The concept sounded simple enough. Drop a baseball diamond into the middle of Bristol Motor Speedway. Wrap it in spectacle. Welcome a record-setting crowd. Let the moment do the rest.
And for a while, the moment delivered.
Players were driven around the track in pickup trucks. Pit crews changed tires on cars emblazoned with team logos. Starting lineups were introduced under billowing flags. Tim McGraw and Pitbull performed. Johnny Bench, Chipper Jones, Kyle Busch and Chase Elliott all threw ceremonial first pitches. A stirring national anthem ended with a flyover from F/A-18s.
It was everything MLB had dreamed — right up until they yelled "Play Ball."
The skies opened. The Reds and Braves hadn't even started when the downpour became a two-hour-plus delay.
Even before that, cracks were showing off camera.
Concession lines were painfully long and began running out of food before the game even began. Social media filled with reports of hot dogs with no buns, nachos with no cheese — and eventually, no beer. The MLB-designed Fan Fest turned into a muddy, crowded mess. Speedway Classic merchandise sold out with people still in line.
One fan on X dubbed it the Fyre Fest of baseball. Ouch.
On screen, it was soggy. FOX's game crew and studio hosts scrambled to fill airtime. When the game was finally postponed after less than one inning, the four-man desk wasn't even told — they were still discussing the possibility of play, even while a massive video board behind them announced the postponement.
About half the crowd showed back up when play resumed Sunday.
So what did we learn in sports last week?
Something Dwight Eisenhower said during World War II:
"Plans are worthless, but planning is everything."
Eisenhower knew no military plan ever survived first contact with the enemy. But he also knew that the act of planning — thinking through contingencies, preparing for disruption — was what allowed you to adapt when things inevitably went sideways.
MLB didn't plan for sideways.
You wonder how an organization that could stage such an elaborate TV spectacle could so badly miss the mark for the people who actually showed up.

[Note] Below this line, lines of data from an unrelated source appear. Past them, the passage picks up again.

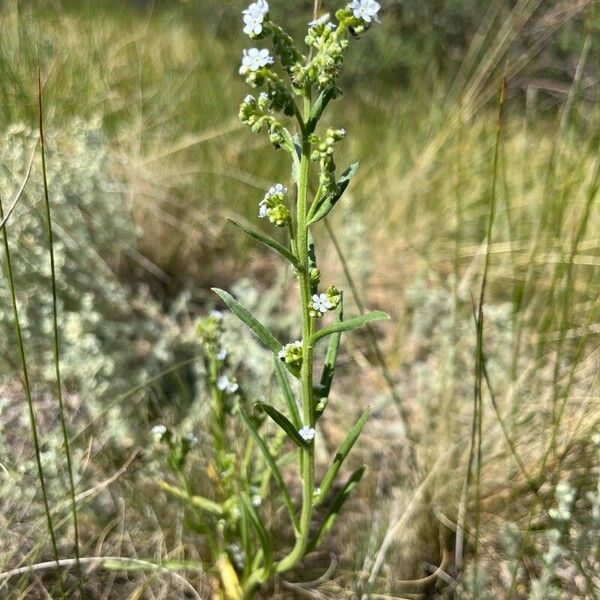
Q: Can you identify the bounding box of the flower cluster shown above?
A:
[298,425,315,442]
[242,0,269,37]
[310,128,346,194]
[196,310,227,360]
[293,15,348,88]
[310,286,341,317]
[258,183,290,227]
[240,48,274,75]
[239,94,294,150]
[346,0,381,23]
[278,340,303,368]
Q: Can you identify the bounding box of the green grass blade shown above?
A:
[37,65,84,598]
[311,310,390,345]
[158,481,225,517]
[317,409,369,504]
[0,197,66,599]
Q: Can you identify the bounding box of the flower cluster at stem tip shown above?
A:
[278,340,303,368]
[239,0,381,152]
[310,285,341,317]
[258,183,290,227]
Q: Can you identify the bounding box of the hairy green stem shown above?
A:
[277,90,314,573]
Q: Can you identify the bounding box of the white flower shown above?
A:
[266,183,287,196]
[242,0,269,35]
[308,13,330,27]
[311,294,334,314]
[150,425,167,442]
[298,425,315,442]
[217,375,240,394]
[349,0,381,23]
[240,48,273,75]
[183,431,198,448]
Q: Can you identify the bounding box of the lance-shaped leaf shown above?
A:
[158,481,225,517]
[239,406,300,534]
[317,409,369,504]
[254,402,306,448]
[212,288,282,354]
[310,310,390,346]
[306,465,367,554]
[242,494,273,573]
[317,292,344,413]
[304,86,339,135]
[308,163,358,225]
[275,357,301,429]
[227,218,298,267]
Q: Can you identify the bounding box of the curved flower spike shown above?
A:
[242,0,269,36]
[349,0,381,23]
[240,48,273,75]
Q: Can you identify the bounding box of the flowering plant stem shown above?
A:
[153,0,389,600]
[277,89,315,573]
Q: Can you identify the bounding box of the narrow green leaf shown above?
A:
[239,406,299,534]
[308,163,358,225]
[274,356,301,429]
[304,86,338,135]
[306,465,367,553]
[227,218,298,267]
[212,288,282,354]
[317,292,344,406]
[310,310,390,346]
[317,409,369,504]
[242,494,273,573]
[239,490,252,578]
[254,402,306,448]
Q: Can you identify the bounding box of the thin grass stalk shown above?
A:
[466,79,506,598]
[0,196,66,599]
[37,64,84,598]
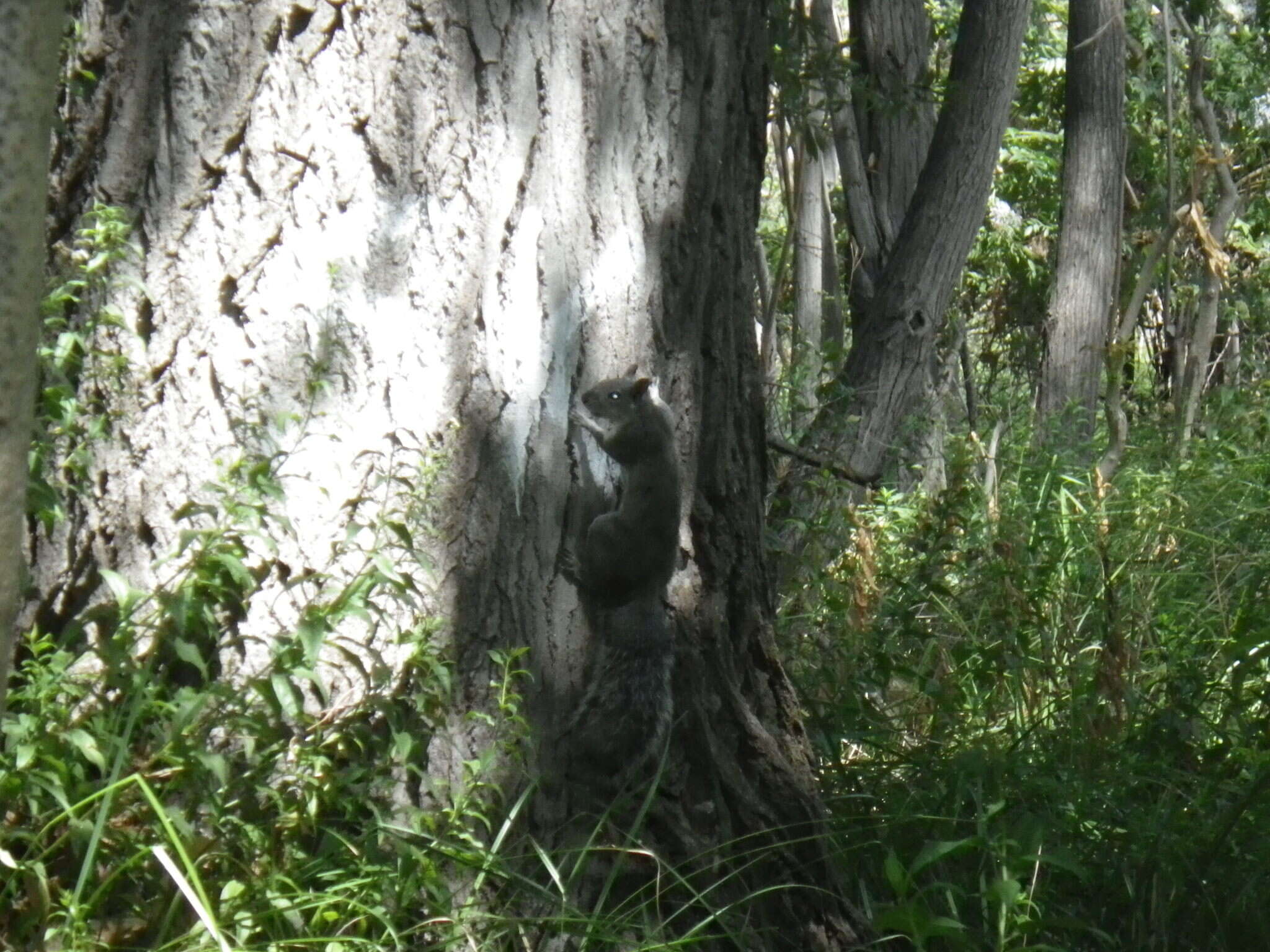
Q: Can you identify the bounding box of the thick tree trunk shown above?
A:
[1037,0,1126,443]
[822,0,1030,478]
[34,0,864,948]
[0,0,63,721]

It's a modern mistake — building something for the image, not the experience. Too often, the priority is how it looks to the world, not how it feels to the people who helped make it real.
That's the lesson: Prepare to succeed. But be ready for the storm. The flat tire. The traffic jam. The plan you didn't want to need.
That's not just Eisenhower. It's Greek philosopher Seneca, too:
"Cling tooth and nail to the following rule: Not to give into adversity, not to trust prosperity, and always take full note of fortune's habit of behaving just as she pleases."
Quick Sips
- The Floyds Knobs U12 Little League softball team opens its Little League World Series run Monday morning on ESPN+. It's their first trip to the event since 2017. Read the preview here.
- Louisville wideout Caullin Lacy is back. After sitting out the second half of last season to recover from injury, he's got something to prove. My Sunday feature is here.
The Last Drop
"Nearly all the best things that have come to me in life have been unexpected, unplanned by me."